Studentin Cassie möchte den Abschied von ihren Schulfreunden mit einer Party begehen, doch entwickelt sich der fröhliche Abend zum gruseligen Desaster: Nach einem Streit mit ihrem Freund Sean verursacht Cassie betrunken einen Autounfall, Sean verstirbt auf dem Beifahrersitz. In der Folgezeit wird Cassie von unheimlichen Visionen heimgesucht, in denen mal der tote Sean, immer wieder aber auch böse Männer mit unzweifelhaft mörderischen Absichten auftauchen.
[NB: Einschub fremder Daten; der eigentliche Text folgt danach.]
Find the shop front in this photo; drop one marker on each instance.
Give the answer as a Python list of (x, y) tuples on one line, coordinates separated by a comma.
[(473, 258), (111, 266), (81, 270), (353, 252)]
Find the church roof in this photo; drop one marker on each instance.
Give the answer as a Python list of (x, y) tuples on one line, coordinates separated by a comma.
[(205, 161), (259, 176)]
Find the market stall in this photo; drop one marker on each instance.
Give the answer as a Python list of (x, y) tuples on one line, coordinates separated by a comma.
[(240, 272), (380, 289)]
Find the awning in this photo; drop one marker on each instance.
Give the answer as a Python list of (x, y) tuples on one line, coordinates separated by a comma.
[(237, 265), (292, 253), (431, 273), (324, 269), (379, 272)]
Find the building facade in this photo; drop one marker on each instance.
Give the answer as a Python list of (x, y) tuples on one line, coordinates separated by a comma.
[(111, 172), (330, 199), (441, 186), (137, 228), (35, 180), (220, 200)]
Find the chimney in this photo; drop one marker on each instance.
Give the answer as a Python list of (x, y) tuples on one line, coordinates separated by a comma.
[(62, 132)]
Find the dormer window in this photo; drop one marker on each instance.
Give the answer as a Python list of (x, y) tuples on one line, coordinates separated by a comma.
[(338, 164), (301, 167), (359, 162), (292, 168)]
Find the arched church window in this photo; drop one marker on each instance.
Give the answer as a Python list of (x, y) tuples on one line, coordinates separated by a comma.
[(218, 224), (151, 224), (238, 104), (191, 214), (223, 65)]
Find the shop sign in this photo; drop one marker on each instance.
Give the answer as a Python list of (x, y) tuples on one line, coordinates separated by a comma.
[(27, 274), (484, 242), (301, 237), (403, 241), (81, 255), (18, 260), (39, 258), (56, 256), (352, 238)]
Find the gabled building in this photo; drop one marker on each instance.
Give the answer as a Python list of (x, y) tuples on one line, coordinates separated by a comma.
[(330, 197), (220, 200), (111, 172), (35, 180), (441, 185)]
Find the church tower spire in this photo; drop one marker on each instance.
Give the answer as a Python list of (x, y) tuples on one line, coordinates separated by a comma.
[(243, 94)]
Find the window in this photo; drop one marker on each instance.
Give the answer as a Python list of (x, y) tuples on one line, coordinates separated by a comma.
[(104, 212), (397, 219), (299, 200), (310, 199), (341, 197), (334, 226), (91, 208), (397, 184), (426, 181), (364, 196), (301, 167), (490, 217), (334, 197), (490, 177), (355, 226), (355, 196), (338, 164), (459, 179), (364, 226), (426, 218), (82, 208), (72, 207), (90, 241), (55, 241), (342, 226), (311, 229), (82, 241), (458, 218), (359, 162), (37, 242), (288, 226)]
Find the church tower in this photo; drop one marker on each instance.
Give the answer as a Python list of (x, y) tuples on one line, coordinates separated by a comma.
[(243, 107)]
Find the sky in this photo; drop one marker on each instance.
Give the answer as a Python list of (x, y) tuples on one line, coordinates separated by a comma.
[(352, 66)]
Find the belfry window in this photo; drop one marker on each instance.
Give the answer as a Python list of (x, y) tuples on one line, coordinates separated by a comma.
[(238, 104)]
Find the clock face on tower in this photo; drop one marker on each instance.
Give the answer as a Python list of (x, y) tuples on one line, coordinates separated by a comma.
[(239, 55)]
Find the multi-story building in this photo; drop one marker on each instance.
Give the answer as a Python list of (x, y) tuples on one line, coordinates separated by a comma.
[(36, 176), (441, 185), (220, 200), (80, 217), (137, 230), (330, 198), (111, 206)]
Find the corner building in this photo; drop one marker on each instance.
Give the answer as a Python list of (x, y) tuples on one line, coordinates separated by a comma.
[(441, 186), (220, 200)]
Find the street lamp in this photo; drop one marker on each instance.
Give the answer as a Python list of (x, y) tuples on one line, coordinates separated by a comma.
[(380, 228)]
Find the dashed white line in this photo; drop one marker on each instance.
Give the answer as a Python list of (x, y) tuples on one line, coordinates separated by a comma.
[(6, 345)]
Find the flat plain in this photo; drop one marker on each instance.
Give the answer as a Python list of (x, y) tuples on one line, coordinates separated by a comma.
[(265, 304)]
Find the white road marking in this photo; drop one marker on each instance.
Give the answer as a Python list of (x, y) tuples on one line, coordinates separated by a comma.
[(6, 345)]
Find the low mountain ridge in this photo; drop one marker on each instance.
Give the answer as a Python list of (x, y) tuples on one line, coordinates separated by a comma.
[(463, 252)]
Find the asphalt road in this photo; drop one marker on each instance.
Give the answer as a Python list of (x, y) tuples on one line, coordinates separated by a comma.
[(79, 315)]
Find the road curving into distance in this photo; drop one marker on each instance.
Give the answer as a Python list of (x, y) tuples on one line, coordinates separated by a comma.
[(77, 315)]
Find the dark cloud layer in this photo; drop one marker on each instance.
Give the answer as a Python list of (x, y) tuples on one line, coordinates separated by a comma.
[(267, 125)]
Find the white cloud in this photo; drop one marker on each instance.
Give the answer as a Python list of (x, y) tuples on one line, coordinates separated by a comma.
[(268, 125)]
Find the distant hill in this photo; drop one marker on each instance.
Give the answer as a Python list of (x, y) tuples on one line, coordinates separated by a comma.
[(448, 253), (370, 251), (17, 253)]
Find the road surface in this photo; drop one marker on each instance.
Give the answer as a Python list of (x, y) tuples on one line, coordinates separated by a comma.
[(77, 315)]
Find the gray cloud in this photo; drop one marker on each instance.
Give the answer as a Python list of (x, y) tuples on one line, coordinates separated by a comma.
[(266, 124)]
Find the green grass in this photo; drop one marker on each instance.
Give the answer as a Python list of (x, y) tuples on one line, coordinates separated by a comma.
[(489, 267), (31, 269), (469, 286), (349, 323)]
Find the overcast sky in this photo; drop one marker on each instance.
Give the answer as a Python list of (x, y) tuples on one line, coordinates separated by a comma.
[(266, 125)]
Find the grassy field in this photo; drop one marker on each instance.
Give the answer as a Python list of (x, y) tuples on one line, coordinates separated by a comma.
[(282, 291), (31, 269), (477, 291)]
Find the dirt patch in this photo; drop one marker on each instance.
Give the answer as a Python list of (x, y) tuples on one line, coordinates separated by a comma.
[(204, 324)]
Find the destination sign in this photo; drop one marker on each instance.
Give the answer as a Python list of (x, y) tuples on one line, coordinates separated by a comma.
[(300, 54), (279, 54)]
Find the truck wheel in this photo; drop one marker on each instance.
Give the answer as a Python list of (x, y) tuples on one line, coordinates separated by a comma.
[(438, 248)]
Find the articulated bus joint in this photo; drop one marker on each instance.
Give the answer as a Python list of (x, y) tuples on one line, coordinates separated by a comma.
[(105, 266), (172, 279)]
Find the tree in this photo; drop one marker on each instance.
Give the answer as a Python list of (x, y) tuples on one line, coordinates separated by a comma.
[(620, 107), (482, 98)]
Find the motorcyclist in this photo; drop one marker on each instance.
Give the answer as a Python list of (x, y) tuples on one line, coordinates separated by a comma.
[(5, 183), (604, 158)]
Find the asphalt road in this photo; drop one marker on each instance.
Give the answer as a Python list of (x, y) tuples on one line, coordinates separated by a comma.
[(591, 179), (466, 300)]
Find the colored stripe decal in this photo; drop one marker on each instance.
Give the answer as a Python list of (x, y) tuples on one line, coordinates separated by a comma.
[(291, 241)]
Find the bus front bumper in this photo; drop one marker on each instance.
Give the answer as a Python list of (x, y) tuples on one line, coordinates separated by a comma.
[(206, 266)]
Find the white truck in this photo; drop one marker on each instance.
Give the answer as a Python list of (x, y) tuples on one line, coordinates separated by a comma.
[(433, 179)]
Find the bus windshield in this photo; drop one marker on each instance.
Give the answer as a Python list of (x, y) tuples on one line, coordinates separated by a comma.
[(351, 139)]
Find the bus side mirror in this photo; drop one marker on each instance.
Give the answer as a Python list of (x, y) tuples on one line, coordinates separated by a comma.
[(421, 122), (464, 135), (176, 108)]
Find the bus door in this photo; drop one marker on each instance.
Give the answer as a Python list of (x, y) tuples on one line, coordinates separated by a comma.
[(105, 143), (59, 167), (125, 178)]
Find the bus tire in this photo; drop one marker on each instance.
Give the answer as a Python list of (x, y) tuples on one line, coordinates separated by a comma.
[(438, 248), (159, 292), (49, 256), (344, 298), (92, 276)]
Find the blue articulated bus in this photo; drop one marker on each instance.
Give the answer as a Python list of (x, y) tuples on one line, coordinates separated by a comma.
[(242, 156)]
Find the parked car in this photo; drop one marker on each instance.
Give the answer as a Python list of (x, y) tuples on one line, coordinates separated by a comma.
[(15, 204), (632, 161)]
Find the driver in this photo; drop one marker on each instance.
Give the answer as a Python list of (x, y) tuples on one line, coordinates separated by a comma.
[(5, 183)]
Als die Visionen immer realere Gestalt annehmen, sucht sie Hilfe bei einem jungen Priester.

Nach einem fatalen Autounfall blickt Studentin Cassie ins Jenseits und sieht wenig gutes. Uninspirierter, handwerklich dürftiger Okkult-Teeniehorror mit unverhältnismäßig guter Besetzung.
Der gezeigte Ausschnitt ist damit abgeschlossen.